Tumor Targeting Peptides
The third group of therapeutic peptides is the Tumor Targeting Peptides – TTP. Just as the name suggests, these peptides have the ability to target the biomarkers that are usually expressed on the membranes of the tumor cells. One example of TTP is RGD which contains the sequence Arg-Gly-Asp. This peptide has the ability to recognize and bind itself to integrin expressed on various cancer cells such as breast cancer cells, lung cancer cells, ovarian cancer cells, brain tumors, and melanoma.
As such, RGD can be easily used as a drug delivery system because it is easy to internalize into the cells. When the RGD peptide was fused onto the surface of a sterically stabilized liposome, it was observed that doxorubicin – the hydrophobic polymer located on the peptide’s surface increased the efficacy of the peptide when it was exposed to human melanoma cells grown in vitro and tumors grown in vivo in mice.
The other TPP peptide is the NGR which comes with the Asn-Gly-Arg sequence. This peptide can bind to amino peptides normally found in higher concentrations on the endothelial tumor cells such as those in gastric cancer, non-small lung cancer cells, and pancreatic cancer. A study conducted by Chan et al fused this peptide with PEGylated LPD to facilitate the intracellular delivery of doxorubicin or myc-siRNA in fibrosarcoma cell xenografts. It was observed that the peptide-induced apoptosis in the cancerous cells in both in vitro and in vivo. A major observation here was that the delivery greatly hindered the growth of the cancerous cells.

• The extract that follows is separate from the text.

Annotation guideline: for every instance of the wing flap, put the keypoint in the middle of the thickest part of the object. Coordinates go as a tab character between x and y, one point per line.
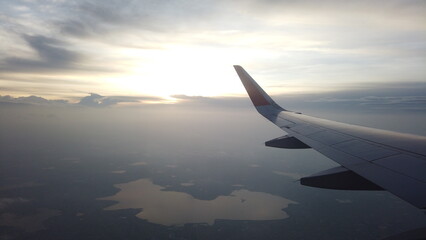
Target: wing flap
394	161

How to overcome peptide limitations
Various strategies have been advanced for overcoming the various peptide limitations in the development of drugs as well as cancer therapies. One such limitation is poor cell permeability. To overcome this limitation, various cell-penetrating peptides have been developed with the aim of enhancing the intracellular delivery of the peptides. The Tat peptides, on the other hand, was conjugated with various pro-apoptotic peptides. When the conjugated peptide was taken by human breast cancer cells and mouse melanoma, it was observed that endogenous caspase-3 was activated.
This was then cleaved to the Tat peptide leading to the release of the pro-apoptotic peptides which eventually caused numerous deaths of the cancer cells. To improve the selectivity as well as the specificity of the Tat peptide, it was further conjugated with BRBP1 peptide which has been proven to have an extremely high affinity for the human breast cancer cells. These peptides have also been proven to have the ability to greatly reduce the viability as well as the migratory capacity of 231-BR cells known to metastasize to the brain.
Multidrug resistance is another challenge that has hampered the use of conventional cancer treatments. Some of the cancer treatments can no longer be relied upon because they have lost their effectiveness on tumors that have a resistant phenotype. Recently, elastin-like polypeptides – ELPs, have been considered as a means of overcoming drug resistance in some tumor cells. In a study featuring Tat peptides fused with N-terminal, a tetrapeptide linker, ELP, and a C-terminal, it was observed that it was possible to overcome the efflux pumps normally experienced in uterine sarcoma cells. These and similar such interventions are still being explored to find a safe and lasting solution to the menace of drug resistance.